“Stomach full, penis empty.”
This, apparently, is the golden rule for a happy marriage. According to Niecy Nash anyway; an actress in the US who has written a book on relationships called ‘It’s Hard To Fight Naked’.
In other words, keep your husband’s stomach full, and his penis regularly serviced and you’ll live happily every after, ladies.
Both parts of this equation would indicate that Nash’s entire philosophy for a happy marriage is based around the woman keeping the man happy. Because obviously, all men are that simple and all women are that insignificant. Men’s needs consist of blow jobs and food, and women’s needs consists of… Lol jokes – women don’t have needs; they’re just lucky to have a man.
But the saddest part of the above philosophy (despite the confusion around the penis being emptied and not the balls), is that I wasn’t even surprised when I read it. Because when it comes to marriage, and long-term relationship advice in general, it’s often just accepted that the pressure to keep things going is naturally placed on the woman. It often feels like, that just by turning up and agreeing to be monogamous, the man should be considered a ‘gem’; a ‘keeper’ whom the lucky woman must do everything in her power to hold on to.
Thus we end up with ‘Stomach full, penis empty.’
That phrase embodies everything I hate about modern relationship advice.
First of all, without a ‘Stomach full, clit satisfied’ alternative (amazing t-shirt/bumper sticker idea btw), it’s a one-sided and sad message to send women.
But it’s also so offensive in the way it reduces men and women into two broad, simple groups. Not all men want to be “fed and drained” as Nash so eloquently put it to Playboy. And not all women want to be feeding and draining (I can’t imagine I would enjoy a relationship that required daily cooking and catching sperm in my mouth).
Some couples may absolutely be into that arrangement, which is fine. But that’s also the point: Relationship advice based on one set of specific rules is always doomed to fail, because everyone is different and everyone expects and needs different things.
Life lessons found in books like ‘The Rules’ and ‘He’s Just Not That Into You’ and ‘If You’re Desperate Enough To Buy This Book Then Nobody’s Ever Going To Love You’ all assume that women are desperate to hold onto a man and that men are finite resources who women need extensive training in how to wrangle.

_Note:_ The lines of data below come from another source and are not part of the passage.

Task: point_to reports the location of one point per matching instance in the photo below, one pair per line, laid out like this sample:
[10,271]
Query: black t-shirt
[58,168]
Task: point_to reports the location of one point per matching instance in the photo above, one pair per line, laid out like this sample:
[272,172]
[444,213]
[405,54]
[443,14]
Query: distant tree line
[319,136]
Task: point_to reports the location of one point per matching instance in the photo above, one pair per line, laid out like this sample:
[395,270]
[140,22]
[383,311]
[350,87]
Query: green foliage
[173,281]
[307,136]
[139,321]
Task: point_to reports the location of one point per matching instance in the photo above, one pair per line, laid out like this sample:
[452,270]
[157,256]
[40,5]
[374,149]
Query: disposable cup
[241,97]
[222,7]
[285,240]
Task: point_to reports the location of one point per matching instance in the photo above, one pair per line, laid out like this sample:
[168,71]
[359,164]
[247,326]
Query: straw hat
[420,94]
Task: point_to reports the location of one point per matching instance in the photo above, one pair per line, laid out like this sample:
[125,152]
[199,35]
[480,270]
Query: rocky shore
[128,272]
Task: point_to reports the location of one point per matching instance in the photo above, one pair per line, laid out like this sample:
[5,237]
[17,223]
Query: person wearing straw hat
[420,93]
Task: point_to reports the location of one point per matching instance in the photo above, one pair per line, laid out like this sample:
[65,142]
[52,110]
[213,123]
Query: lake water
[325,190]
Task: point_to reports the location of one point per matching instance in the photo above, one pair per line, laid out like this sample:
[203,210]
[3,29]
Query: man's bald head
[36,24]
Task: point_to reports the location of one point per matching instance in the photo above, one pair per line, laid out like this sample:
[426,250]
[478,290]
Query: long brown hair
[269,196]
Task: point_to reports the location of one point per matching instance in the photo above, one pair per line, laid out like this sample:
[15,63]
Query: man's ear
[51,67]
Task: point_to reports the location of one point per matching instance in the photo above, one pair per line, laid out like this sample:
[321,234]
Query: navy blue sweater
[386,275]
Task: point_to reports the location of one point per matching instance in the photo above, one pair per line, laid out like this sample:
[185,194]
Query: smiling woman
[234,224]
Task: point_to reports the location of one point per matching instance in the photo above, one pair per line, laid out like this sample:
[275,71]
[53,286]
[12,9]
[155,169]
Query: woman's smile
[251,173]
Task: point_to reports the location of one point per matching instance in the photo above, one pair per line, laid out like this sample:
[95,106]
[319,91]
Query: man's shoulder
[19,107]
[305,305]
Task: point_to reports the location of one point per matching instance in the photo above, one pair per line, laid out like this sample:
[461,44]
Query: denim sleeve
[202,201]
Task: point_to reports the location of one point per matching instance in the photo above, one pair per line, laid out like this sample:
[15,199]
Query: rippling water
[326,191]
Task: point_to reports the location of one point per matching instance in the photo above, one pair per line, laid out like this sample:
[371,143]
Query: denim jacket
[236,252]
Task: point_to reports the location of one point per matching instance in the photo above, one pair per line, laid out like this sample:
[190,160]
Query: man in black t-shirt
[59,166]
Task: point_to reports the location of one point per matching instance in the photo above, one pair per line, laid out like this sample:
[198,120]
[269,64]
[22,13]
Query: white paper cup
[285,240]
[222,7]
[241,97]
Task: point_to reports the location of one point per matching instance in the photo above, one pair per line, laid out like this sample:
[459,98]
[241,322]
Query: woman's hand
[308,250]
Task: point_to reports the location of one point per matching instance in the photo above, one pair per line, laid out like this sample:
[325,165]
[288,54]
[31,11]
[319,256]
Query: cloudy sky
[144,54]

I’m in love with the man I’ll probably marry (if he’ll have me – please see any of my posts on farting), and I’m bombarded daily with messages from society about how I can keep him. Cook this meal. Do this crazy sex thing. Don’t pressure him with phone calls. Don’t be too open about how you feel. Make sure he’s satisfied in bed but don’t let things get boring. Don’t ever let him know that you poo. Don’t talk about marriage (too late, my bad).